Marxism incorporates, at the verbal level and the intellectual level, the values of liberal democracy in its assault on liberal democracy and this is precisely why it entraps so many Western intellectuals who are themselves serious liberal democrats. Thus the slightest restriction on, let’s say, the presumption of innocence of the accused is said to demonstrate the absence of the rule of law. The slightest failure of an electoral system demonstrates contempt for political equality. Any use of force in international affairs establishes the lawless character of the society. Now, it is a short step from having demonstrated that a country like the United States is not a law-abiding society to demonstrating that it is lost and that it is like any other lawless society. The Soviets can always claim “We are no worse than you. Even if we are a lawless society, you too are a lawless society, we are no worse than you.” This is the “logic” of the doctrine of moral equivalence.

 

If practices are measured by abstract, absolute standards, practices are always found wanting. The communists who criticize liberal democratic societies measure our practices by our standards and deny the relevance of their practices to judgments concerning the moral worth of our own society.

All this has only gotten worse over the past half century. Criticism of the West by Westerners has reached an all time high, and there is no desire or ability to discern just how bad the alternatives are. Sure, as the West allows Biden and Trudeau and Soros and Hollywood and academia and others to do their bit to tear down Western civilisation and values, then it does seem to be less worthy of defending.

But the answer is not to throw the baby out with the bathwater. Christians of all people should be realists, able to make proper political and ethical distinctions. Generally speaking, freedom and prosperity are greatly preferable to serfdom and poverty. The diffusion of political power is greatly preferable to one-party dictatorships. That the former can be corrupted is no reason to resort to unhelpful moral equivalence.

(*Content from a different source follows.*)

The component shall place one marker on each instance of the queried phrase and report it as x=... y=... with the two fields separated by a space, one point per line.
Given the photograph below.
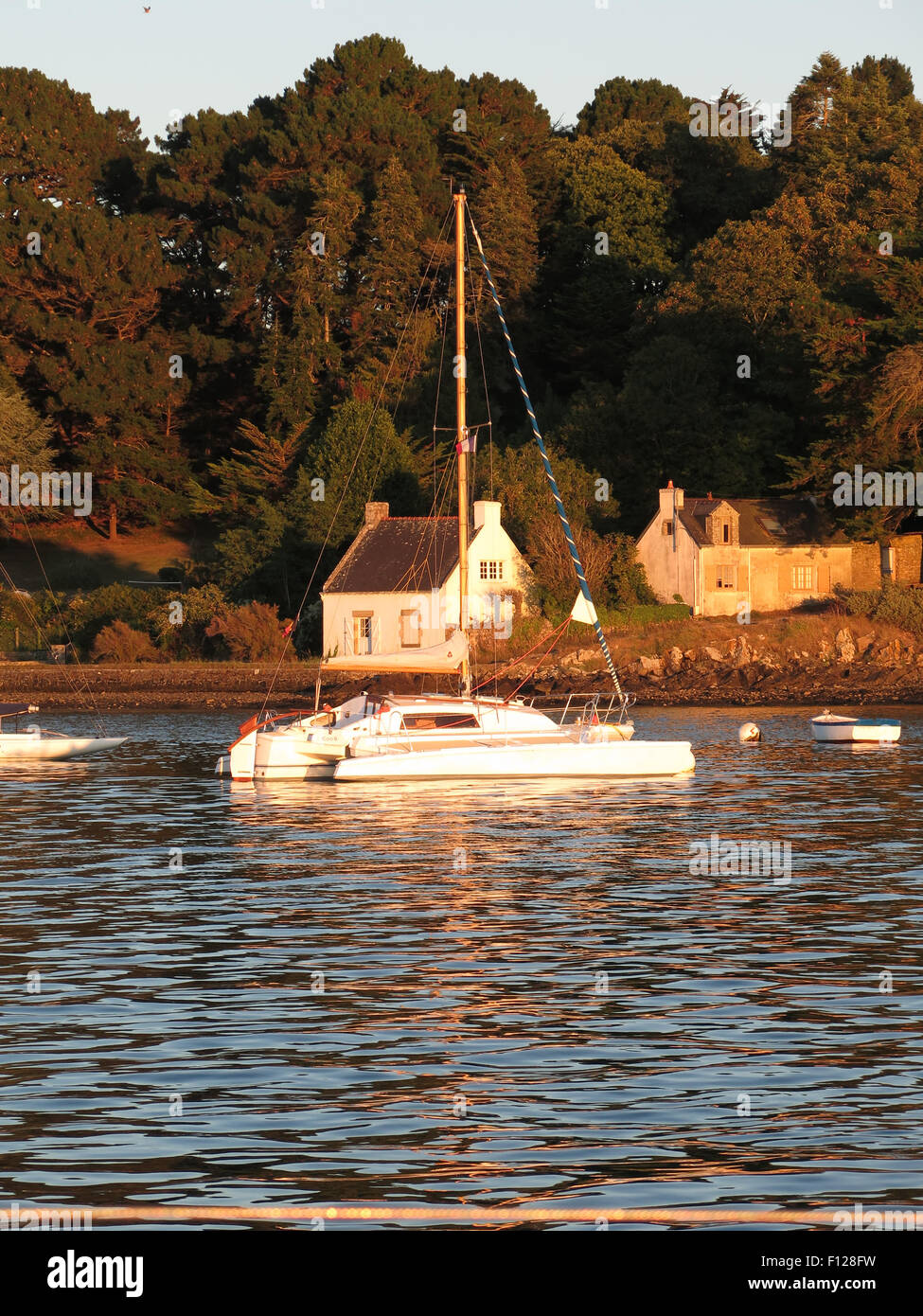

So the answer is not to renounce the West altogether, and the past millennia and a half of Christendom that went along with it, but to seek to restore what is good about the West while rejecting what is evil in it, and not caving in to so many other rival and inferior political systems.

But it is exactly because so few are willing or able to do this today that we have all sorts of new forms of moral equivalence. Thus we have countless Westerners – including far too many Christians – actually singing the praises of a KGB officer and thug who has stolen billions from his own people, arrested, poisoned and killed countless political opponents, and is now hellbent on razing Ukraine to the ground – and even threatening to use his stockpile of nuclear weapons.

Yet all I hear from the Putin apologists is: ‘Well, he is no saint, but the West is no better.’ Good grief, we are back to the same old useless moral equivalence, and the same old inability to make basic moral and mental distinctions. Again, I am fully aware that folks like Clinton and Obama and Biden and Pelosi and AOC are working overtime to tear apart a once great nation like America. I am NOT defending them of course.

But the answer is not to just write off the country as the moral equivalent of any other tinpot dictatorship, but to seek to resist those who are trying their best to destroy the US from within. Yes, the 2020 elections may well have been interfered with. Yes, haters of America have infiltrated the institutions of power and influence: schools, the media, the judiciary, politics, and even many churches.

But that is all the more reason to become part of the resistance. Some things are worth defending. Some things are worth fighting for. Sure, at the end of the day there is no pure and virtuous nation. But some are and can be better than others. In a fallen world that may be all we can expect.

And standing up for the better ones, and working to make them even better, is not a waste of time and energy. Yes, one day we may learn that God has forever written off the West as irredeemable. But until we can somehow know that for certain, we should still seek to be salt and light and work for righteousness and justice where we live. And we should also resist tyrannical and power-hungry regimes bent on further destabilisation, enslavement and aggression.